One of our Intoleristas here in Moscow has been Prof. William Ramsey, and he recently posted an article entitled “The Late Unpleasantness in Idaho: Southern Slavery and the Culture Wars.” In said article he attempts an overview of the Fracas here in Moscow, and he gets enough details wrong that I take back anything I may have ever said about him not being qualified to be a modern professional historian. If we calculate by the number of simple factual errors generated in this article, and his subject matter is me, living across town in the same tiny town at the same time, then it should be easy to extrapolate from that number to quite a respectable number of errors when the subject matter is far, far away and long, long ago. So there is now no question in my mind but that Prof. Ramsey is qualified to run with the big boys of historiography.
A sample? “Wilson, it turned out, had cultivated an empire of ‘classical’ schools based on a biblical worldview that included over 165 private academies around the country, all of which purchased educational materials published by his personal ‘Canon Press’ in Moscow, Idaho, or affiliated ‘Veritas Press’ in Lancaster, Pennsylvania. His empire of private academies paled, however in comparison to his real passion for home-schooling. Wilson’s view of slavery currently services thousands of home-schooled familes around the country with materials published by Canon and Veritas Presses.”
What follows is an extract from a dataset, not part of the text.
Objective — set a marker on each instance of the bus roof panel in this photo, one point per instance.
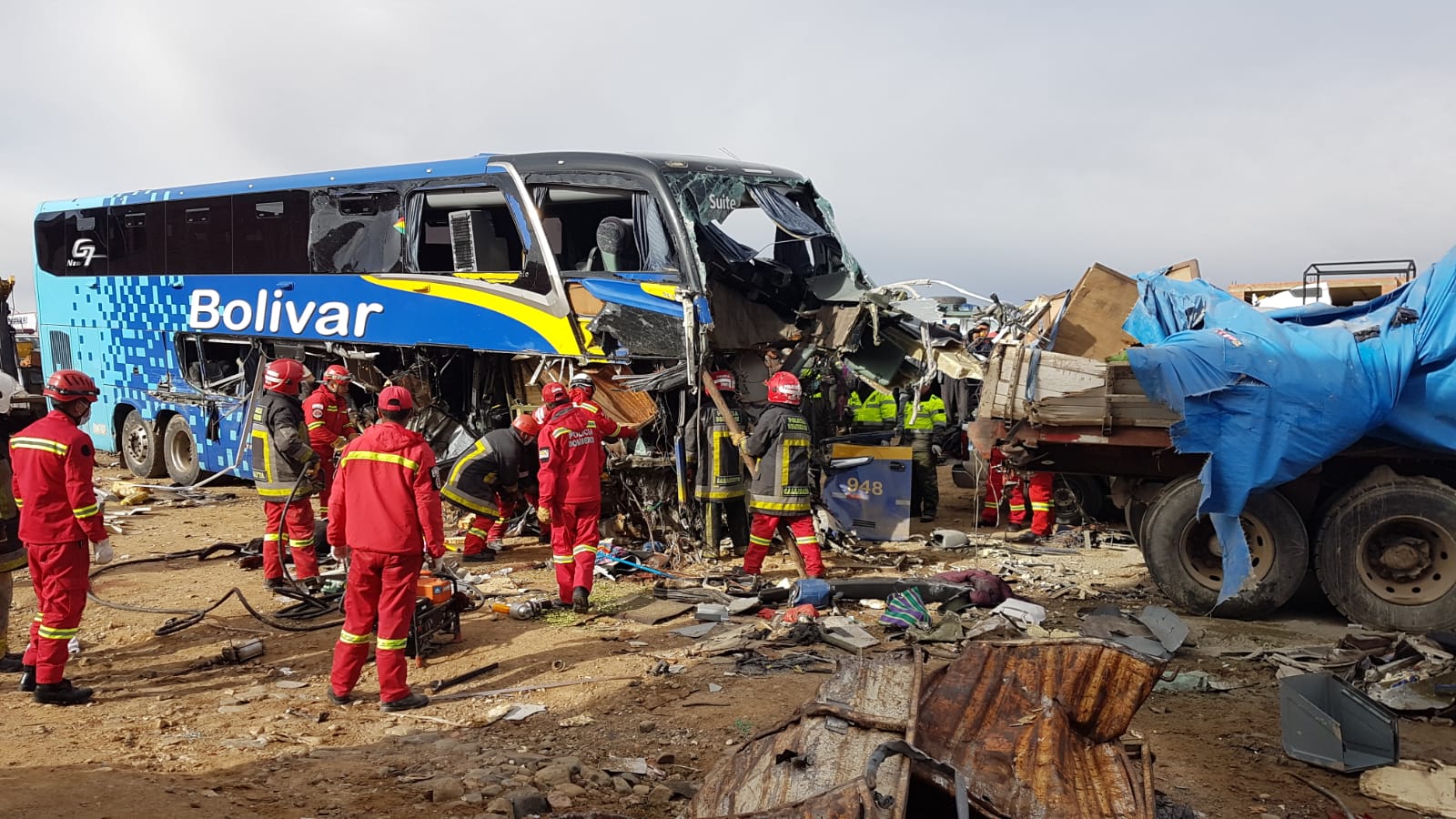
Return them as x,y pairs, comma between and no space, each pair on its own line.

Land of Goshen. I think that I am about to be promoted into a scarecrow for use in fund-raising letters for the Democratic Party, the kind with blood on the envelope. Not that such a promotion would be a bad thing, mind you. But back to the Ramsey issue — three sentences, four major factual errors. Where are these famous refereed journals when you need them?
Ramsey concluded his article by telling how Mark Potok, from the world’s richest civil rights organization, despite that word poverty in their title, read from a sermon of mine during their protest of our history conference, a year ago last February. In that sermon (Dec. 28, 2003) I was explaining the concept of a “decisive point,” which is what you have when a target is both feasible and strategic. Mr. Potok read excerpts from the message that explained that a small town like Bovill is feasible, but not strategic. New York City (with a hats off to my good friend Steve Schlissel) is strategic but not feasible. “A number of audience members gasped as Potok read from Wilson’s sermon.” Oh, well, nothing unusual about that.
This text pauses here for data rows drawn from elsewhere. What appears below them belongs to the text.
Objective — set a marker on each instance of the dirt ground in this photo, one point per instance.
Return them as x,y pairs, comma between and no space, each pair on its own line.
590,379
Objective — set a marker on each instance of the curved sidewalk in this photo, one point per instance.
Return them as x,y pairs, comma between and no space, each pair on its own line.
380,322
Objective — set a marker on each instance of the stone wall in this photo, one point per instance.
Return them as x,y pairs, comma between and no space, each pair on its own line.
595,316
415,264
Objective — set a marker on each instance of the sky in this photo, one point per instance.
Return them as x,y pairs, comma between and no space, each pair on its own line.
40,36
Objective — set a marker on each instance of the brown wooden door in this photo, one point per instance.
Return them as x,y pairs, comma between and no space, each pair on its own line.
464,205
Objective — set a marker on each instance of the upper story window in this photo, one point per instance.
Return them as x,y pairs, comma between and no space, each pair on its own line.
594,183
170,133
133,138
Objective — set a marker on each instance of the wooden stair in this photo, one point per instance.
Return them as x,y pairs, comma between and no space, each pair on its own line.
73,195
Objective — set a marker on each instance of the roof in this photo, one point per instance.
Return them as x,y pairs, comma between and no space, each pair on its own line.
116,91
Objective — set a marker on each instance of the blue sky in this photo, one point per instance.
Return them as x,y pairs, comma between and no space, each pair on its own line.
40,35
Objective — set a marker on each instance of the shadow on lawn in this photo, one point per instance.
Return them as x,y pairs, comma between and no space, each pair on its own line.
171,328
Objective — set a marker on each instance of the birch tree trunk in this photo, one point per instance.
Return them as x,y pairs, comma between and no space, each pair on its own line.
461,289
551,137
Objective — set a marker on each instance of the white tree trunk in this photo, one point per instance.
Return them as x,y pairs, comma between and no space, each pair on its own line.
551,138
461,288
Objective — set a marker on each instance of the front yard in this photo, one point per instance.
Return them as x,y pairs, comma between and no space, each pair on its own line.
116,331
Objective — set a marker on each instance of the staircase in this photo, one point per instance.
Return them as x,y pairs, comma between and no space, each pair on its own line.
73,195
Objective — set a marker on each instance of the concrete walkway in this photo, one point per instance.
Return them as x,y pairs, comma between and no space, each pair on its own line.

But this reason for gasping was probably different. These good folks at the protest were getting panicky about the prospects of us “culture warriors” getting a line of our light artillery up on Paradise Ridge, just south of town, and then dictating our terms to the city council. But what we actually want to do is live out our love for Jesus, educate our own children in terms of that love, share that love with any neighbors who are open to it, do first-rate work, and mind our own business. In short, I was talking about evangelism, and not the imposition of a draconian legislative agenda that would make Hamurabi look like a bleeding heart liberal.
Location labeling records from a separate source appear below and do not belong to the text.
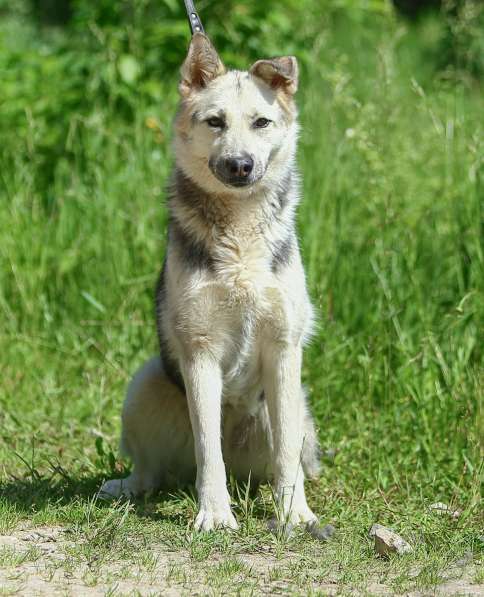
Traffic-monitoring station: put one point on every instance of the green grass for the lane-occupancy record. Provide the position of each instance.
(391, 234)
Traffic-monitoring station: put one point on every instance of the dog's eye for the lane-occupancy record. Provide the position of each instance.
(261, 123)
(215, 122)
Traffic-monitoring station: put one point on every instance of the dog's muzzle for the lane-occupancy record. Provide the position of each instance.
(236, 171)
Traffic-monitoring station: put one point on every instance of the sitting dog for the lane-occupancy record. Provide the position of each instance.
(233, 311)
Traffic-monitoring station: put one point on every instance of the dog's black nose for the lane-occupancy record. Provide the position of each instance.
(239, 166)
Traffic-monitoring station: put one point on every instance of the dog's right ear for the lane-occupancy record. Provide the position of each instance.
(201, 65)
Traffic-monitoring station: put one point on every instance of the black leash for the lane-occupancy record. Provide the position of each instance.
(193, 18)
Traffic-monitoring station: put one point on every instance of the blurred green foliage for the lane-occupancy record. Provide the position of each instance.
(120, 53)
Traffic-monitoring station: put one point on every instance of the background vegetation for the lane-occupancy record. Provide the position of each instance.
(391, 229)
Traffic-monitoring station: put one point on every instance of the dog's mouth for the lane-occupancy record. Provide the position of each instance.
(234, 181)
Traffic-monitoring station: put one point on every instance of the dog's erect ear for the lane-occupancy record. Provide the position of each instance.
(279, 73)
(201, 65)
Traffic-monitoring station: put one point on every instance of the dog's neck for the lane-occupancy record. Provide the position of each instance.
(191, 206)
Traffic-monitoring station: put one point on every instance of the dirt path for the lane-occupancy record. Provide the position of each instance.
(44, 561)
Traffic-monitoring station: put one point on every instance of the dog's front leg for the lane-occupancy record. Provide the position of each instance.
(203, 381)
(282, 385)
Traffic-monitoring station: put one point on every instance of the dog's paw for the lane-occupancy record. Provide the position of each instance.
(116, 489)
(213, 516)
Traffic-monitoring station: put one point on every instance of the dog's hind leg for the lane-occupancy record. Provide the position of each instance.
(311, 451)
(156, 434)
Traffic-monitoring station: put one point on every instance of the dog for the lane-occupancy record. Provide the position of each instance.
(233, 312)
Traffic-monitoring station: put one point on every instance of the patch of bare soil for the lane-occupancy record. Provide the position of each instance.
(38, 562)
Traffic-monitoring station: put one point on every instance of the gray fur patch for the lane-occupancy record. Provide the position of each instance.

But minding our own business is becoming much harder because our Intoleristas are dedicated to a very public and judicial harassment of any view that starts to threaten their goose-stepping versions of diversity. And the entire time they are filing complaints, instigating bogus investigations, and cooking up zoning challenges, they act like they are the ones being persecuted. They are a sight to behold, and I wish you were here so you could watch.